Modelling dysfunction-specific interventions for seizure termination in epilepsy

Abstract

Epileptic seizures result from abnormal synchronous neuronal firing caused by an imbalance between excitatory and inhibitory neurotransmission. While most seizures are self-limiting, those lasting over five minutes, termed status epilepticus, require medical intervention. Benzodiazepines, the first-line treatment, terminate seizures by enhancing GABAergic inhibition, but fail in approximately 36% of cases. In this paper, we employ a neural mass framework to investigate how different interventions influence brain dynamics and facilitate seizure termination. As seizures are characterized by persistent firing, we extend the classic Wilson-Cowan framework by introducing a term called sustenance which encodes factors that promote or discourage perpetual firing. The resulting model captures transitions between normal activity and seizure and provides a tractable framework for analysing diverse pathophysiological mechanisms. We first show how various dysfunctions—such as hyperexcitation, depletion of inhibitory neurotransmitters, and depolarizing GABAergic transmission—can all give rise to seizures, with overlapping but distinct dynamics.
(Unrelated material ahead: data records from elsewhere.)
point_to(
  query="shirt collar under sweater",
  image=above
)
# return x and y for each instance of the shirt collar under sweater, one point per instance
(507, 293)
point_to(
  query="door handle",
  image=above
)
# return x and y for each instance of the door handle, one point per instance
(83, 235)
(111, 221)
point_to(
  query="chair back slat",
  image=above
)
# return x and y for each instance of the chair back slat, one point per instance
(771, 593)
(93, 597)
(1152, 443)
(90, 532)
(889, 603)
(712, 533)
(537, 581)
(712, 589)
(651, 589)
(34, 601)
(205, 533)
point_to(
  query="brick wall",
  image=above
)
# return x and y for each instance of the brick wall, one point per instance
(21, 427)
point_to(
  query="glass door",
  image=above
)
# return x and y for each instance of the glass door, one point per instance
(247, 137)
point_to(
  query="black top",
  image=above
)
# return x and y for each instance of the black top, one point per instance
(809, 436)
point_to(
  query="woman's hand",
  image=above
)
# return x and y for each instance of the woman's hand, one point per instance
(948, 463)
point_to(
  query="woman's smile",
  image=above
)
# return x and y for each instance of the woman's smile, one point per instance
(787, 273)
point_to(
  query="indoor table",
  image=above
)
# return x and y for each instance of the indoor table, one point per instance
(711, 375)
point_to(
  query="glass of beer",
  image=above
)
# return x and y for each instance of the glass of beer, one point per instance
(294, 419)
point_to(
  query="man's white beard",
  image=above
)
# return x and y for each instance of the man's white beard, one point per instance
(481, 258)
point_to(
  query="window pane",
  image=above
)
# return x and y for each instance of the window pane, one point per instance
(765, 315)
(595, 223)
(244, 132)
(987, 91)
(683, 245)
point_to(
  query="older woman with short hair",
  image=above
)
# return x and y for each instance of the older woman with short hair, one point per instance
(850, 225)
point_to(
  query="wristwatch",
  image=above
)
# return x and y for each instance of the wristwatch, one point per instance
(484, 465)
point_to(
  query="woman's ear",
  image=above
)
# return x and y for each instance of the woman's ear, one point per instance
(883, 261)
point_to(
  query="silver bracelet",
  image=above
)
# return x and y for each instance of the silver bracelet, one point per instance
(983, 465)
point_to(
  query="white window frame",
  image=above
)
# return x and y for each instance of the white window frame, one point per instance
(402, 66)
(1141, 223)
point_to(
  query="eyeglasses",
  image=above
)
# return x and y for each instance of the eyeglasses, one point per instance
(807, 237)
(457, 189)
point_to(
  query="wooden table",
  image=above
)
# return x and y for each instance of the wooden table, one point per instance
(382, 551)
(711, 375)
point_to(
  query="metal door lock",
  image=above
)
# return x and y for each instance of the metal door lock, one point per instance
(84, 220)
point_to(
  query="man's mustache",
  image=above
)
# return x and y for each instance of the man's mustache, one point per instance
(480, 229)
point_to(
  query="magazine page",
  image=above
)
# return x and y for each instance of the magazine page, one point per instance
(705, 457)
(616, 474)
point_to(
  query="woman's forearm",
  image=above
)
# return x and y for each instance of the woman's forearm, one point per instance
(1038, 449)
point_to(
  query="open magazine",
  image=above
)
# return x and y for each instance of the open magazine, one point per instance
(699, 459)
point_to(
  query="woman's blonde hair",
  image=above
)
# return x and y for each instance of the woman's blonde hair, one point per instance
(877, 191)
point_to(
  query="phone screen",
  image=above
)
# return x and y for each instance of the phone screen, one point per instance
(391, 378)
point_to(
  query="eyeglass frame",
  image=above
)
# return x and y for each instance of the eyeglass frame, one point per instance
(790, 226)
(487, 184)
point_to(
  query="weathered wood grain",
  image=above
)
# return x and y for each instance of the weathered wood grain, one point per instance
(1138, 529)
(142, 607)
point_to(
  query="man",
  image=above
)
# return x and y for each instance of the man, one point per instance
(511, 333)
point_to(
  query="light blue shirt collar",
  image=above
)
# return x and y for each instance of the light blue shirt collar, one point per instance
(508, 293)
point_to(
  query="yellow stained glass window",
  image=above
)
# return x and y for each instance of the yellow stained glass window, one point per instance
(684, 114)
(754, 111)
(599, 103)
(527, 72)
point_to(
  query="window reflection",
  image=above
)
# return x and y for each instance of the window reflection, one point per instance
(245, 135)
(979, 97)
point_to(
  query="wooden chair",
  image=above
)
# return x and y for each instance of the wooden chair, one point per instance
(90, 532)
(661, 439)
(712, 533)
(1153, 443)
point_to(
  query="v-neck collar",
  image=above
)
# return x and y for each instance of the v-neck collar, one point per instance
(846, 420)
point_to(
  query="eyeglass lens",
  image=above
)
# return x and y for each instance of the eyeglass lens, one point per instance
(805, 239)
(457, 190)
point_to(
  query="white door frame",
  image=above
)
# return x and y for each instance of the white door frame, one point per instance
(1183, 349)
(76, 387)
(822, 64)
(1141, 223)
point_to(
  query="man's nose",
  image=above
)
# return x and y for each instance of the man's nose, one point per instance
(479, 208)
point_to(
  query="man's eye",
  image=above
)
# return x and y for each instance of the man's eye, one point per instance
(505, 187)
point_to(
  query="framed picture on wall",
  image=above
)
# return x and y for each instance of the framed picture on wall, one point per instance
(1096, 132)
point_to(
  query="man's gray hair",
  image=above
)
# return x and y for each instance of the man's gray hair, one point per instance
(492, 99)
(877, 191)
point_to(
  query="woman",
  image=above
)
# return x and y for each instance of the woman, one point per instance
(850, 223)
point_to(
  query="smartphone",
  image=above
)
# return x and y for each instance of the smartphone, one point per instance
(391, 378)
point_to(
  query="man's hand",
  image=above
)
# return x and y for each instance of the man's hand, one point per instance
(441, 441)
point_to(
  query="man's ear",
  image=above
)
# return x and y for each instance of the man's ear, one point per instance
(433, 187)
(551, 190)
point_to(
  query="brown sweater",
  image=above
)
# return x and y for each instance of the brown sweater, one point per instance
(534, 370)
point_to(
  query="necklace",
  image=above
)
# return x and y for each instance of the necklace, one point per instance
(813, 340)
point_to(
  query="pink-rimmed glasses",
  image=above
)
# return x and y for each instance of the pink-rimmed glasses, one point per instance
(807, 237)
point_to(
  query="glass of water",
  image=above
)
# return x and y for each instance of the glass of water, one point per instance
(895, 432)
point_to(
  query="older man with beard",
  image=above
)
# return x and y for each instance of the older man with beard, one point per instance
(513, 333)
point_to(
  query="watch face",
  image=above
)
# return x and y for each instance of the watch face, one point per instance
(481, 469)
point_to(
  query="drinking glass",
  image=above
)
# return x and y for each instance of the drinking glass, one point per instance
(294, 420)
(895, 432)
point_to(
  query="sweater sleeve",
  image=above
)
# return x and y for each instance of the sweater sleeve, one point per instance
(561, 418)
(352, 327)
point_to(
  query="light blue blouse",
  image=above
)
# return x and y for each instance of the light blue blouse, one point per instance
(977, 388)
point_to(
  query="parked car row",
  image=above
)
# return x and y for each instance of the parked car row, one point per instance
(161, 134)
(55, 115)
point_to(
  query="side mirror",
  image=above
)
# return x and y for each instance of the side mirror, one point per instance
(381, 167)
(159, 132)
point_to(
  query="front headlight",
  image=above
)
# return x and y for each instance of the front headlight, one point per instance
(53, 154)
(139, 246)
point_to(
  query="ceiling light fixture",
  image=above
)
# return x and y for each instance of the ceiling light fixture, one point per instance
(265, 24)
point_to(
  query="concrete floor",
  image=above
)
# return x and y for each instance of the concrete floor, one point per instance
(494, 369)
Building on this foundation, we turn to the central question of intervention: how different treatments act on these mechanisms to terminate seizures. We find that while enhancing GABAergic inhibition is generally effective, it fails when GABA becomes depolarizing. In such cases, interventions like levetiracetam that suppress sustained excitatory activity remain effective. These findings highlight the importance of aligning interventions to the specific underlying dysfunction for effective seizure termination.